Greg Michaud, CEO and co-founder of Viridis Labs, testified via Zoom in Viridis v. MRA on December 3, 2021.

Following two days of testimony, Michigan cannabis testing laboratory Viridis North was released from a product recall, as a result of a request for temporary injunction by the lab’s owners. A second Viridis lab in Lansing remains under the recall order, following a decision by Michigan Chief Court of Claims Judge Christopher Murray on Friday.

Judge Murray ruled that the Michigan Marijuana Regulatory Agency’s (MRA) recall was overbroad by including products tested by Viridis North, in Bay City, even though all products that allegedly failed retesting were tested at the main Viridis Lansing facility, which legally operates as a separate company. 

As a result, Judge Murray made a split decision, releasing the smaller Viridis North from the November 17, 2021 recall, while declining to lift the recall for the Lansing facility.

[Read Judge Murray’s orderWatch day two of hearings]

On Thursday, Viridis co-founder and CEO, Greg Michaud, testified that his company will likely have to close its doors if the recall was not lifted on Viridis’ two laboratories.

“These two beautiful, multi-million dollar laboratories that we’ve built, we have about two months of operating expenses left.
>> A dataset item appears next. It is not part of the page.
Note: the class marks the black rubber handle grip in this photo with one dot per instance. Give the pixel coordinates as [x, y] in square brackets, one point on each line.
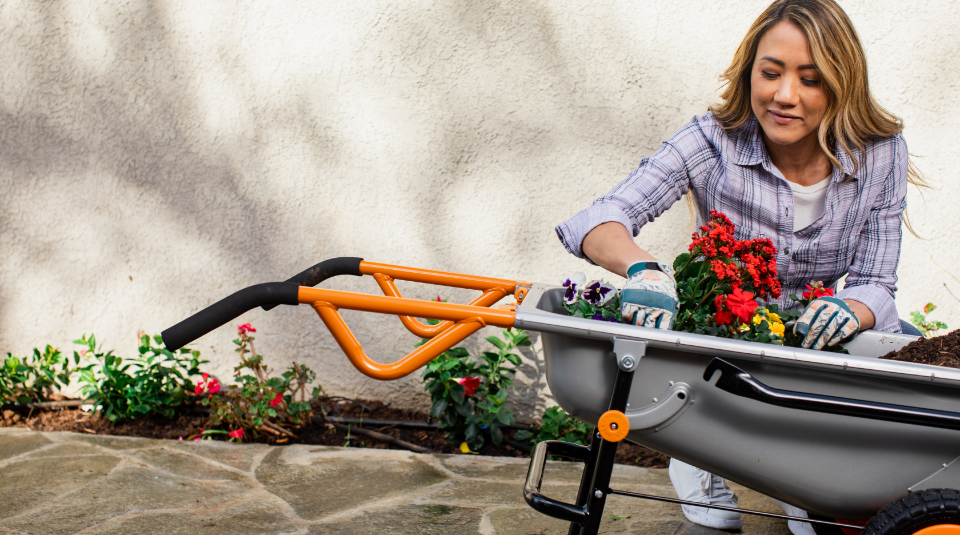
[531, 489]
[344, 265]
[225, 310]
So, it’s highly likely that we’d have to close our doors, sir,” said Michaud from the witness stand, during the examination from his attorney, Kevin Blair.

Michaud testified there are, “2,400 samples on hold at Bay City and 1,800 at Lansing.”

Proceedings on the hearing for a temporary injunction on the MRA recall lasted for two days of testimony, finishing up on Thursday afternoon.

The MRA issued a Notification of Marijuana Product Recall on Nov. 17, for all marijuana products tested between Aug. 10 and Nov. 16 by Viridis Laboratories in Lansing and Viridis North in Bay City, Michigan due to unreliable results, leaving more than 400 dispensary owners in Michigan scrambling to replace impacted inventory as growers braced for those returns.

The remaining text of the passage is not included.